Boone County Recorder Bettie Johnson has a question for homeowners: Why pay nearly $60 for a copy of your deed when you can get it for $3?
The National Deed Service, a private, Washington, D.C.-based record retrieval company, offers location and delivery of certified copies of deeds to property owners for $59.50.
Johnson, however, said people can buy copies of their deed from the recorder’s office directly for $2 or $3.
Johnson said the issue was brought to her attention at the Recorders’ Association of Missouri meeting at the end of April after the company mailed offers to residents around Kansas City, St. Louis and Springfield.
The company sends letters to homeowners, telling them the federal government recommends they have copies of their deeds, then offering to provide them.
“I have not had anyone contact me or my staff that they had received letters, but it’s something we want the public to be aware of,” Johnson said.
Jackson County Recorder Bob Kelly said he had received 15 to 20 inquiries from the public about the letters, in addition to dozens of deed requests from the company.
“What scares everyone is the part that says the federal government recommends that they have a copy of their deed,” Kelly said. “They don’t remember if they have it, and they panic.” He added that most homeowners already have copies of their deed from when they bought their property.

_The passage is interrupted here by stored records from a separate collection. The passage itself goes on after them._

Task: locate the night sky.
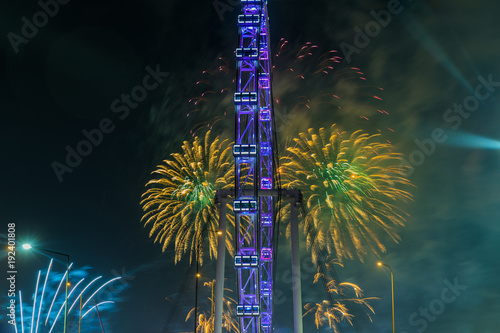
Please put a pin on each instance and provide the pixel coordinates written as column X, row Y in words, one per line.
column 68, row 78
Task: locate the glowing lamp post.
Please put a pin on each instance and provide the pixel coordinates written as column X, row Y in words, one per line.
column 28, row 247
column 392, row 289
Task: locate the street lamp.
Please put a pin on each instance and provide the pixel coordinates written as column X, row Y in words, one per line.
column 392, row 289
column 28, row 247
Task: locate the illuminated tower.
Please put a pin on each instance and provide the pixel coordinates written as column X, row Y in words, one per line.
column 254, row 153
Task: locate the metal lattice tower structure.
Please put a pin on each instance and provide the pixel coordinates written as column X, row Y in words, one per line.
column 254, row 153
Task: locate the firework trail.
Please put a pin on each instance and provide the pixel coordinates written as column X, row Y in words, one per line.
column 179, row 204
column 309, row 87
column 27, row 315
column 353, row 188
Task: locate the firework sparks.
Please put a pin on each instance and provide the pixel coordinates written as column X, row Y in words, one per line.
column 229, row 318
column 353, row 186
column 179, row 205
column 333, row 312
column 309, row 85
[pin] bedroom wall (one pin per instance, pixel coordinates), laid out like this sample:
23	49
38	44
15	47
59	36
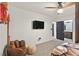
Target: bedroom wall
21	26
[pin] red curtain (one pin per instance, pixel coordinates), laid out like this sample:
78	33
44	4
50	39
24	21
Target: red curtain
4	16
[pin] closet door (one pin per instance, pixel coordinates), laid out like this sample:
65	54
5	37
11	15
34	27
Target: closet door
60	30
3	37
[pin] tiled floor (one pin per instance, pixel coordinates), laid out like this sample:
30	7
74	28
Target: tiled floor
45	49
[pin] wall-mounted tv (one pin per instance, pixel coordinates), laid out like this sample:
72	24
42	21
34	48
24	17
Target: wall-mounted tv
38	25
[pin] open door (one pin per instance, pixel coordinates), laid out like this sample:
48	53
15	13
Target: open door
60	30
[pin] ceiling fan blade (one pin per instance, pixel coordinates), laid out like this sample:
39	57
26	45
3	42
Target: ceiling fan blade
51	7
69	4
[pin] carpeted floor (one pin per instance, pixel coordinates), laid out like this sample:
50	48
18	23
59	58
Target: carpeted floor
45	49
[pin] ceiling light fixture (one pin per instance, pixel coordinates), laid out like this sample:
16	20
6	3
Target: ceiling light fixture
60	10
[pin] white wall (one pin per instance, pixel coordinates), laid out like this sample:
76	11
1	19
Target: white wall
3	37
21	26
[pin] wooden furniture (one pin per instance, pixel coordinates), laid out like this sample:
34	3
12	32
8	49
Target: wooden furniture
68	35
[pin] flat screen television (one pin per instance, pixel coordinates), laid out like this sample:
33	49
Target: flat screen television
38	25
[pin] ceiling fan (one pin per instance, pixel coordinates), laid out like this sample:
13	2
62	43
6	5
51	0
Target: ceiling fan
60	6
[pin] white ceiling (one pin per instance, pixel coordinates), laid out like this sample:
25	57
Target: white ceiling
40	7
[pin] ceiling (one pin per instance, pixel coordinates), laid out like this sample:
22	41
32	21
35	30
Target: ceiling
39	7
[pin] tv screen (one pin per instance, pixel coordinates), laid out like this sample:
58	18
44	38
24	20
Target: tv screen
38	25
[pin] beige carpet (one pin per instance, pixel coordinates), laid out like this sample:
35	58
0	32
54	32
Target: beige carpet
45	49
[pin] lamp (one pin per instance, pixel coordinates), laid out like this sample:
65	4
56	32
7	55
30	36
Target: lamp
60	10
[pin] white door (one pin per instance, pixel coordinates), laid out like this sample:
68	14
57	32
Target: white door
3	37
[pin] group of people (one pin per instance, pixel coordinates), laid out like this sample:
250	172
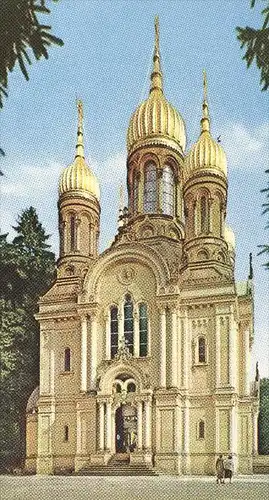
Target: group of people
224	469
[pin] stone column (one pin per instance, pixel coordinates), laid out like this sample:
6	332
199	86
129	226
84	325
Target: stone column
186	351
101	426
232	359
108	426
174	349
163	348
84	346
78	433
52	371
136	333
233	430
113	432
186	431
147	425
246	364
217	436
255	433
217	353
93	365
177	429
108	336
139	425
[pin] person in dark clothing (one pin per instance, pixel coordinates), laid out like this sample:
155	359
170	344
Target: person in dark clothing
220	470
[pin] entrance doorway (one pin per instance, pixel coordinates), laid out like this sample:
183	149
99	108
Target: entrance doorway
126	428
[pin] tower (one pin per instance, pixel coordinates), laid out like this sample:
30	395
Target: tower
79	211
208	241
155	142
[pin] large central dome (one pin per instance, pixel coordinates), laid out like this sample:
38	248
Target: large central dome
156	121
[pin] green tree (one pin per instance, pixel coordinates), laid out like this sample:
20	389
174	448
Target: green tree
21	30
257	45
27	268
264	417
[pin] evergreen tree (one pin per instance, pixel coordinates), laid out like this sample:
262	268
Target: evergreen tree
21	30
264	417
257	45
26	271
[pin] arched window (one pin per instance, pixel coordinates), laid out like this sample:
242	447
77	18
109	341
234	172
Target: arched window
168	190
66	433
136	193
131	387
67	360
114	329
201	430
72	232
143	330
129	323
204	215
150	188
201	350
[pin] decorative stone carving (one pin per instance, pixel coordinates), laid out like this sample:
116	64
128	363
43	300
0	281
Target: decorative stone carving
123	353
126	275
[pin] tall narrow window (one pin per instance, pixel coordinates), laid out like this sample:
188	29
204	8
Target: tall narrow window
129	323
66	433
67	359
143	330
136	191
201	350
114	331
72	232
150	188
204	215
168	190
201	429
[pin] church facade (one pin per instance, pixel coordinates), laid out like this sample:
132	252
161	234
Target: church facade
145	348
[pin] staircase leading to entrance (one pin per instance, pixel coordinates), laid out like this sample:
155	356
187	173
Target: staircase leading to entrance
119	465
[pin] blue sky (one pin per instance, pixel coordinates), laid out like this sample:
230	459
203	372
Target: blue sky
106	61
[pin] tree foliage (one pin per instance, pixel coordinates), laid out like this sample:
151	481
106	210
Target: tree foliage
20	31
256	42
264	417
26	272
265	248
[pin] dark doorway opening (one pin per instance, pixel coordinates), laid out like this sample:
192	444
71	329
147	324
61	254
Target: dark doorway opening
126	429
120	447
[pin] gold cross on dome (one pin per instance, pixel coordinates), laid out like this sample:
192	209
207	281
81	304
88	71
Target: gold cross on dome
205	84
80	112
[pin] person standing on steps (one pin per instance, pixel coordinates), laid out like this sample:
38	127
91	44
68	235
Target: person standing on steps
229	468
220	470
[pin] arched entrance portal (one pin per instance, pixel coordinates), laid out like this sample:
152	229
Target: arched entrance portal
126	428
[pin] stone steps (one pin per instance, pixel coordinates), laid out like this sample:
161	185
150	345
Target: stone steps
116	470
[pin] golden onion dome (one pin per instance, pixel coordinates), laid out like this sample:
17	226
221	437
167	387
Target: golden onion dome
206	154
78	177
229	237
156	121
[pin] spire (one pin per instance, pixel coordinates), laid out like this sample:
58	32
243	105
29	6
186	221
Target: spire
250	275
205	121
156	75
80	143
120	220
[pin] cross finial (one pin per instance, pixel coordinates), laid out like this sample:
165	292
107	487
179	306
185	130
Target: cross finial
157	34
205	84
80	112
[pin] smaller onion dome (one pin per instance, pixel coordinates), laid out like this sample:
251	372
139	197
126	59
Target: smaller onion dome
156	121
32	401
78	177
229	237
206	154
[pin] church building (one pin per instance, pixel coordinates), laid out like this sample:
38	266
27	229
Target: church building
145	347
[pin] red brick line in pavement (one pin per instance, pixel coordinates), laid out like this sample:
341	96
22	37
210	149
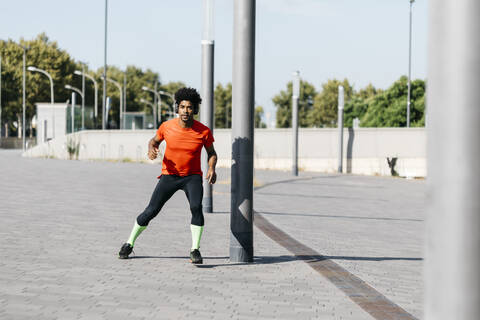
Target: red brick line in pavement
370	300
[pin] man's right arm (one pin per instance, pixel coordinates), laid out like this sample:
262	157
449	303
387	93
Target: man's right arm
153	147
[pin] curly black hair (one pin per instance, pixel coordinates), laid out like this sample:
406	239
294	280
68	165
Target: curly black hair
189	94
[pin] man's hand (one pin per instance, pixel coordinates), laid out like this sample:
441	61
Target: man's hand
211	175
212	162
153	148
152	152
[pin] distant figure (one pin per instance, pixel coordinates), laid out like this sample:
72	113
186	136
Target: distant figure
181	169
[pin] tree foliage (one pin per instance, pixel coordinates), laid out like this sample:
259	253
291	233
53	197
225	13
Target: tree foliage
223	105
325	107
223	108
374	107
283	103
389	108
43	54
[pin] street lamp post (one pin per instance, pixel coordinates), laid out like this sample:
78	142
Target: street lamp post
82	73
104	101
208	46
1	97
167	94
243	100
121	98
409	65
148	103
52	99
295	97
340	127
157	96
82	95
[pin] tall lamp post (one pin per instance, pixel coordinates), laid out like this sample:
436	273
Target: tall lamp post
121	98
152	105
1	98
104	101
81	73
171	96
295	97
35	69
82	95
243	100
341	102
157	95
207	90
409	65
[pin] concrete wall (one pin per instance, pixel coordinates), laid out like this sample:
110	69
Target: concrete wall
365	149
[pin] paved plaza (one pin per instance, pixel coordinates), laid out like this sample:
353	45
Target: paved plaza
63	222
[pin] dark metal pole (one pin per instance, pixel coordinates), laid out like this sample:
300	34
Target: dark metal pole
243	98
340	128
409	65
104	101
452	256
208	46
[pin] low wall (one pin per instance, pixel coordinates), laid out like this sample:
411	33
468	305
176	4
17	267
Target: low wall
365	149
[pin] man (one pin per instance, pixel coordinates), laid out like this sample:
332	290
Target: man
181	169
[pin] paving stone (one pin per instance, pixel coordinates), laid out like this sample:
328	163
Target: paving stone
63	223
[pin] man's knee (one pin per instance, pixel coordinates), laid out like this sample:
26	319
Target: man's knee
144	218
197	216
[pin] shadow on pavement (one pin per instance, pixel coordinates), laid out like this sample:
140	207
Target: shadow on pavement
335	216
260	260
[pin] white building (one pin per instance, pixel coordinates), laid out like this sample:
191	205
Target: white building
51	120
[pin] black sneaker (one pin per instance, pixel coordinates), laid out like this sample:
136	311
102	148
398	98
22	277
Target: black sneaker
196	257
125	251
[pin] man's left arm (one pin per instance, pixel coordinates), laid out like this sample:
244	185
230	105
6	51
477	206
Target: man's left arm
212	162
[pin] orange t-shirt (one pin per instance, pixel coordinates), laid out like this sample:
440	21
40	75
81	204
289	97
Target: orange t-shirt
184	147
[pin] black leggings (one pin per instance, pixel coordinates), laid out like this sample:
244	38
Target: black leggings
166	187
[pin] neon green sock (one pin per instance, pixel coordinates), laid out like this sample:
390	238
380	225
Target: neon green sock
137	229
196	235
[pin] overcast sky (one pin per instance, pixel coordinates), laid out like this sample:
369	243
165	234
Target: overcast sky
363	41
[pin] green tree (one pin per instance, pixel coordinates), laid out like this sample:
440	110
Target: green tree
357	106
325	107
167	102
283	103
44	54
258	117
223	105
388	109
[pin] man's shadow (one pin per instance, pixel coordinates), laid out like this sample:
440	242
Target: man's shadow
263	260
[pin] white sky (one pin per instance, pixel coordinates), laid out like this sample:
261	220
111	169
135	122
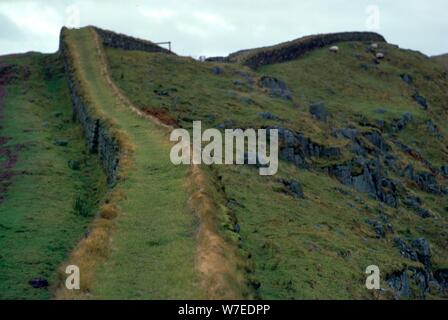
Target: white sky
218	27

“I don’t have a problem with companies providing services so people don’t have to drive to the courthouse, but how they phrase it is misleading,” said Kelly, who said he is concerned about people on fixed incomes and the elderly taking advantage of the offer.
National Deed Service founder Barry Isaacson said his company is anything but misleading. Its letter states that the company is not affiliated with government agencies and that deed records are available locally for free or at a low cost.
“We’re providing a service to people who don’t want to take the time, energy and effort to deal with government offices,” Isaacson said. “A scam is when you tell people you’ll do something and you don’t. People request their deed, and we provide it.”
The attorney general’s office has received around 35 complaints about the letters, spokesman John Fougere said, but he added that because there are no damages or monetary losses, there are no grounds for an investigation.
“Consumers are smart enough to know that they can get this themselves for significantly less by getting in touch with their local recorder,” he said.